The Duke’s posture, already rigid, seemed to grow more military. “I prefer simplicity, my lord. A quiet ceremony, immediate family only. No grand celebrations or lengthy preparations.”

“Of course,” Lady Brandon interjected smoothly, though Diana caught the flash of disappointment in her mother’s eyes. “A tasteful, intimate affair. We were thinking perhaps six weeks hence? That would allow proper time for the banns to be read, as well as other–”

“No.” The Duke interrupted. His voice carried the finality of a man accustomed to having his orders followed without question. “Next week.”

The stunned silence that followed was deafening and Diana felt the ground shift beneath her feet. Next week?

She noticed the sharp look that passed between Richard and Nicholas, while Elias’s expression darkened considerably.

“Your Grace,” Lydia ventured carefully, “surely you might allow a few additional weeks for more appropriate preparations? Diana’s trousseau–”

“Miss Brandon will be provided with everythin’ she requires at my ancestral home,” he replied curtly. “I see no benefit in prolongin’ the inevitable.”
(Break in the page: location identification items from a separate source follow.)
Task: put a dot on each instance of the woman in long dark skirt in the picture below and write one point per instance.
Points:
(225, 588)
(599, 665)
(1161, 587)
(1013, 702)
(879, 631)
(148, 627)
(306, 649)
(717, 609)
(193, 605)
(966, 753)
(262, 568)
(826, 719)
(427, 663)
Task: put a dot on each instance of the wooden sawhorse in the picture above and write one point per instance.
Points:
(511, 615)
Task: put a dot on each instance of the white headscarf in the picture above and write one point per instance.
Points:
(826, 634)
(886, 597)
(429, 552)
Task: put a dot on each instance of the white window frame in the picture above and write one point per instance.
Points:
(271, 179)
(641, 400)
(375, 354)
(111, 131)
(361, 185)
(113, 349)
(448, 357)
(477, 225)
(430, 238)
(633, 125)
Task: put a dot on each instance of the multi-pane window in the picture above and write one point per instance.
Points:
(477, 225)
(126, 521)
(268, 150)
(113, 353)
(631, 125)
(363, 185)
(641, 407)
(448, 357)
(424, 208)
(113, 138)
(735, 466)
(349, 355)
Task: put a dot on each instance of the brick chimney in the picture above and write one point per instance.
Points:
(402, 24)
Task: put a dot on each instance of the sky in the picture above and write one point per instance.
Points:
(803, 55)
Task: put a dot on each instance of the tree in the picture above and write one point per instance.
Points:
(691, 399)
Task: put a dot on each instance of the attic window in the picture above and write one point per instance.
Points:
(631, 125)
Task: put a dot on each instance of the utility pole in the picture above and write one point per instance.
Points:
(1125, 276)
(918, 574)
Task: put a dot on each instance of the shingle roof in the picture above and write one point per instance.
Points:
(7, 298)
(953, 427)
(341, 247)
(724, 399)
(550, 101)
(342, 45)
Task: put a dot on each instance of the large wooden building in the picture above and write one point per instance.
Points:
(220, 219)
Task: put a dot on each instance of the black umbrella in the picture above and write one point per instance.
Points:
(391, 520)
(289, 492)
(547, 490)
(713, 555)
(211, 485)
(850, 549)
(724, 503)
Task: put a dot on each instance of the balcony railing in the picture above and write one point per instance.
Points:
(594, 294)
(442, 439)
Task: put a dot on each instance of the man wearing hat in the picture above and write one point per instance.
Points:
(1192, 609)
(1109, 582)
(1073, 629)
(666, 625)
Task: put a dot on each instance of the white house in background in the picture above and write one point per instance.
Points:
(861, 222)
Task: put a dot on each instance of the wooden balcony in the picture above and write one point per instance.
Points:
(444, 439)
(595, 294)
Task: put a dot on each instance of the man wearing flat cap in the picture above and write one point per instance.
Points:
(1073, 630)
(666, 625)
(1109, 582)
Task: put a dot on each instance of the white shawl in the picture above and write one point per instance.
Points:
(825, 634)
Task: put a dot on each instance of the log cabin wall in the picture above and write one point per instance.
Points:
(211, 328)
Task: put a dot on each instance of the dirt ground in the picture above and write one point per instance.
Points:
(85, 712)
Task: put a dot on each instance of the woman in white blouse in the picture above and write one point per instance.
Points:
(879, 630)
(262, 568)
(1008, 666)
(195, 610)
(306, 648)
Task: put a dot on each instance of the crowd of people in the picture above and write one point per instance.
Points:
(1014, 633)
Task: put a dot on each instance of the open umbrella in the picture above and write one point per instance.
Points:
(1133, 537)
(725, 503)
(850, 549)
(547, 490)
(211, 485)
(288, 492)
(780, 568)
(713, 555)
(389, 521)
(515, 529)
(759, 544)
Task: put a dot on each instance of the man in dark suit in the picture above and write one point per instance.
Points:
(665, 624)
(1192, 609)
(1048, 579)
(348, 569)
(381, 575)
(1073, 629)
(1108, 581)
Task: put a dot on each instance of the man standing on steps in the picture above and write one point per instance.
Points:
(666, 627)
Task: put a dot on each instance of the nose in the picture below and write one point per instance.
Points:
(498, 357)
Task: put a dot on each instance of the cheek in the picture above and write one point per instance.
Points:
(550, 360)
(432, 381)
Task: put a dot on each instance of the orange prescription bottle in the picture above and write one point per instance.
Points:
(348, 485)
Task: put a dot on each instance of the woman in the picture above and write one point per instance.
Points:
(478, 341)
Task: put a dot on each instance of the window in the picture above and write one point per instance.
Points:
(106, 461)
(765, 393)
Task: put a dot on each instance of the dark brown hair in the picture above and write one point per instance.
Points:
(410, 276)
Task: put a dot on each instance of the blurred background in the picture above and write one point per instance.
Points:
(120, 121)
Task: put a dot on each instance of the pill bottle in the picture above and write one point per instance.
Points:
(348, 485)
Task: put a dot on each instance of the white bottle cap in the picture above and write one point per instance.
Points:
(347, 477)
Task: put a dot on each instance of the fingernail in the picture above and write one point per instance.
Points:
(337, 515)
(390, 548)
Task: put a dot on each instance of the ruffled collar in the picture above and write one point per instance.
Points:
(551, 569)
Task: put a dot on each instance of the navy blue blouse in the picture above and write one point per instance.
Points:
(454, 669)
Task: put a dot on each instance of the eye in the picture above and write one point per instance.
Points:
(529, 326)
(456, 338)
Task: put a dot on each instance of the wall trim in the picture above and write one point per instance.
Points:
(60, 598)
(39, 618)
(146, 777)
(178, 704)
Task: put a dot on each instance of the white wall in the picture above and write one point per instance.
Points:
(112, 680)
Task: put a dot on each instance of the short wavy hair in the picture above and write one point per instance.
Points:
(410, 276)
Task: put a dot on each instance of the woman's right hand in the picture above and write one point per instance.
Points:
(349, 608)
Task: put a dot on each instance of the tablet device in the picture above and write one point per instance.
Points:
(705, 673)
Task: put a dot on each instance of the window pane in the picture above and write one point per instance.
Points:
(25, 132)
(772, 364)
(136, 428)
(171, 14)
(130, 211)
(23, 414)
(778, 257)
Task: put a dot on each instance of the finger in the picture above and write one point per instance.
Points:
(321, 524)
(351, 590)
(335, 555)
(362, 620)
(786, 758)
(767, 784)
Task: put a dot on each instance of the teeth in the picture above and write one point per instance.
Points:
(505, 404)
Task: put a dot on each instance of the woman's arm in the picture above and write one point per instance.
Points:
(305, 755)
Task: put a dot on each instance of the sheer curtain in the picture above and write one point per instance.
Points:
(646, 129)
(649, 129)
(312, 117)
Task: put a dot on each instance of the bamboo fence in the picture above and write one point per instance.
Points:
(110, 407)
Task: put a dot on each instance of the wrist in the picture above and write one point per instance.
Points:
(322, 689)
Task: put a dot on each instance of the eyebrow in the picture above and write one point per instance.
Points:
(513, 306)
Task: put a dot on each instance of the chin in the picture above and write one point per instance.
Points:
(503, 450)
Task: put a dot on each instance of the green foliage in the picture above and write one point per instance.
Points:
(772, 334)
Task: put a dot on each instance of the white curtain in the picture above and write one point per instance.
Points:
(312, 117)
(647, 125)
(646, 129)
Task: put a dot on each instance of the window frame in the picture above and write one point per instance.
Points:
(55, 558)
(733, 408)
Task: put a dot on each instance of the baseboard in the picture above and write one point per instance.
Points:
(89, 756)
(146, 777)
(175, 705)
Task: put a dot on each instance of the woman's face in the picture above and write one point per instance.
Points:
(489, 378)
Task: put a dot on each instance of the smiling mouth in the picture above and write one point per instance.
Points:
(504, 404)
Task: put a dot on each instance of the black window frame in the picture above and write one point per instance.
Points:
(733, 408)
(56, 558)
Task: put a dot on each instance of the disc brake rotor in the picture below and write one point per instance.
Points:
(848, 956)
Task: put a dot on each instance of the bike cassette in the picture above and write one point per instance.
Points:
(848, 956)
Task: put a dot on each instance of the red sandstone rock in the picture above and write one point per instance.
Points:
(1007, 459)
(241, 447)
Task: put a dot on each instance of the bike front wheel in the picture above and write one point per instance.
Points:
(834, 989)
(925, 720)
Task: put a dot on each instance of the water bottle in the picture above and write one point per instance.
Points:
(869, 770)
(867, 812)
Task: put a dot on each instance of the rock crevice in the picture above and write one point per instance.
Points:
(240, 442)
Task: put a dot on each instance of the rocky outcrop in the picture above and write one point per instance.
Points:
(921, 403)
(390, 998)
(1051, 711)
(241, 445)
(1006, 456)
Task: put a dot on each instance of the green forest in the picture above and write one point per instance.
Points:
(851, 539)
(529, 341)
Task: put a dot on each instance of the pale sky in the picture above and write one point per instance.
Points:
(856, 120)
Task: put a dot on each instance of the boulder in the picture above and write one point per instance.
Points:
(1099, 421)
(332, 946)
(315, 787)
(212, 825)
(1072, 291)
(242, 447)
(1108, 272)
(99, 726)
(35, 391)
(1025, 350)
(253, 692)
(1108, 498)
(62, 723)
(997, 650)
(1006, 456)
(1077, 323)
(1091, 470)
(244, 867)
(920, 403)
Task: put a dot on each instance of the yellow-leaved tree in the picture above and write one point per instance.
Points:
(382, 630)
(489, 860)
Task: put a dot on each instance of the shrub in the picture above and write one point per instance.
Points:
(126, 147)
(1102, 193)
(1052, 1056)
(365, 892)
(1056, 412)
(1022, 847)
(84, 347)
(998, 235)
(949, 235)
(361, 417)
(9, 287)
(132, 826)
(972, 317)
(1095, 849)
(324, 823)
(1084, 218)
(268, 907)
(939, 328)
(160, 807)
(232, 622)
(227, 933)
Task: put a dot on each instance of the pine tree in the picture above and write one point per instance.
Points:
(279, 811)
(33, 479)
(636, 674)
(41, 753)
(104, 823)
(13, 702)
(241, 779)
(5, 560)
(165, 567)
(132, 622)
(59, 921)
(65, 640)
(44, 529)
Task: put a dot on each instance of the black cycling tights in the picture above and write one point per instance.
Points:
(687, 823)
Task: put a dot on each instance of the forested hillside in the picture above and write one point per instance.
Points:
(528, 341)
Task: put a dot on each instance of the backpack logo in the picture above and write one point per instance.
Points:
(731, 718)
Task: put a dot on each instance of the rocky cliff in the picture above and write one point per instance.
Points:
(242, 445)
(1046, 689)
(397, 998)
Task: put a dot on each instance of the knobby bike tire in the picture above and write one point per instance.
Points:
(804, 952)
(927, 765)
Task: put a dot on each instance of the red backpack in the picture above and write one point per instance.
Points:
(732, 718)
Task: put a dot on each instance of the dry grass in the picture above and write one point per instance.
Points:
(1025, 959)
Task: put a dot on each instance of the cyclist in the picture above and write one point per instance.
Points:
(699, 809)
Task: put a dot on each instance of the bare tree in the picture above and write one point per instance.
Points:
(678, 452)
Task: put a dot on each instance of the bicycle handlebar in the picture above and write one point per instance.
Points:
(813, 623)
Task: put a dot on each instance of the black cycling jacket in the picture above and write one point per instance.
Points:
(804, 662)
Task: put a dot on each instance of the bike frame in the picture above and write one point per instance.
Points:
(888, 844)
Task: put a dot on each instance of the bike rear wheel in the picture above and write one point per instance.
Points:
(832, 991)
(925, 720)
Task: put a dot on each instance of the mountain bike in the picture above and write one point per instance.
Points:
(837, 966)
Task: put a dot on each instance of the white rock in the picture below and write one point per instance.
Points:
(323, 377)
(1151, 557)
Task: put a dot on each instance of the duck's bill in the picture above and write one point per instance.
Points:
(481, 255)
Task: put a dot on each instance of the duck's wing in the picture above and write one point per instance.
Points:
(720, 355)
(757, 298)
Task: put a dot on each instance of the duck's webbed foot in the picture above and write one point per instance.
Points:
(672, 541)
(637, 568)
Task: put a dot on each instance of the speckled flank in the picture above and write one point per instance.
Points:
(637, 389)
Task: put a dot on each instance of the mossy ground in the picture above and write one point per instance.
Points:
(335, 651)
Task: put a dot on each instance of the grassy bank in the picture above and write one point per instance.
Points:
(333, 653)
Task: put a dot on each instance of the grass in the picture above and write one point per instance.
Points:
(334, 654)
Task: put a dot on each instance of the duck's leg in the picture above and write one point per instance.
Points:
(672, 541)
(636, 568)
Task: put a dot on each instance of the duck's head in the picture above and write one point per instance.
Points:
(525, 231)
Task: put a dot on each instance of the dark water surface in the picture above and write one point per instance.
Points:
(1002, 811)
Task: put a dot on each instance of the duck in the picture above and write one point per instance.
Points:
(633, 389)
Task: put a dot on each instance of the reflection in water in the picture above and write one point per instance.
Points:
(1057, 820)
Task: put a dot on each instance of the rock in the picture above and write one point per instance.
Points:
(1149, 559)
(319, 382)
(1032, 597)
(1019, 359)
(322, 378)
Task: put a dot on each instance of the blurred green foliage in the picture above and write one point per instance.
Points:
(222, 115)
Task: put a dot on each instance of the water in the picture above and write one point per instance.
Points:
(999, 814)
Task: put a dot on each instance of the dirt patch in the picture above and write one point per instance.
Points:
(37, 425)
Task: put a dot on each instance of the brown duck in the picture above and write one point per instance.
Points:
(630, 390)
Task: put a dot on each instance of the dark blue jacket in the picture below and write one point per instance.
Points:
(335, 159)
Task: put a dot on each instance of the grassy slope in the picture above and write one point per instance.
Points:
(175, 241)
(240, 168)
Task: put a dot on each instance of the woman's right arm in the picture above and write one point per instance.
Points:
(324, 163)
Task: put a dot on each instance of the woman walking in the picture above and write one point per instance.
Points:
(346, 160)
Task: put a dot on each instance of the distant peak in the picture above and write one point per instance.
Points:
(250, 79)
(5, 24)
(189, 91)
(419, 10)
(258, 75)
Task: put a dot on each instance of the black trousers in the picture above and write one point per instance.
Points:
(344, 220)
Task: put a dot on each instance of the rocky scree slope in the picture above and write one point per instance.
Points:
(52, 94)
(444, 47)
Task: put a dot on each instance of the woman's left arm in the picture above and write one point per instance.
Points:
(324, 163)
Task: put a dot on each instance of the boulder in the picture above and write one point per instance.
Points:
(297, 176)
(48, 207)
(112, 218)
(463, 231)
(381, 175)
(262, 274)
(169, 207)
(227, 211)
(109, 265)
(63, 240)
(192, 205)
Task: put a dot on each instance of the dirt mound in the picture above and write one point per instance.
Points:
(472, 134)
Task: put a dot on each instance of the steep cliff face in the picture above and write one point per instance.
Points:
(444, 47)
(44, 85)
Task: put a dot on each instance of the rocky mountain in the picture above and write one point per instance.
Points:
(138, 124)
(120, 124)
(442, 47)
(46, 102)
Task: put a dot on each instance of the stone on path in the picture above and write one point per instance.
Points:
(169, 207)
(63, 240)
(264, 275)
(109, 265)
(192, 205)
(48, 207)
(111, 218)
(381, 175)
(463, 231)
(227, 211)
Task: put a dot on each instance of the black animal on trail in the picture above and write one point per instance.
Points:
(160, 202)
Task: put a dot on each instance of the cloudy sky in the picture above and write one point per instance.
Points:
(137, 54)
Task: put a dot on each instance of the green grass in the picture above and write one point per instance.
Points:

Jane’s eyes flashed with indignation. “The inevitable? How romantic of you, Your Grace.”

Richard’s voice cut through the tension. “Perhaps Your Grace might explain the urgency? Such haste seems… unusual for arrangements of this nature.”

The Duke’s gaze shifted to Richard, recognizing the challenge beneath polite inquiry. “My estate requires immediate attention, and I see no advantage in delay.”

“No advantage,” Nicholas repeated quietly, his tone carrying subtle warning, “to allowing a young lady proper time to prepare for such a significant change in her circumstances?”

If the Duke noticed the sarcasm, he gave no indication. “We shall depart for Scotland immediately following the ceremony.”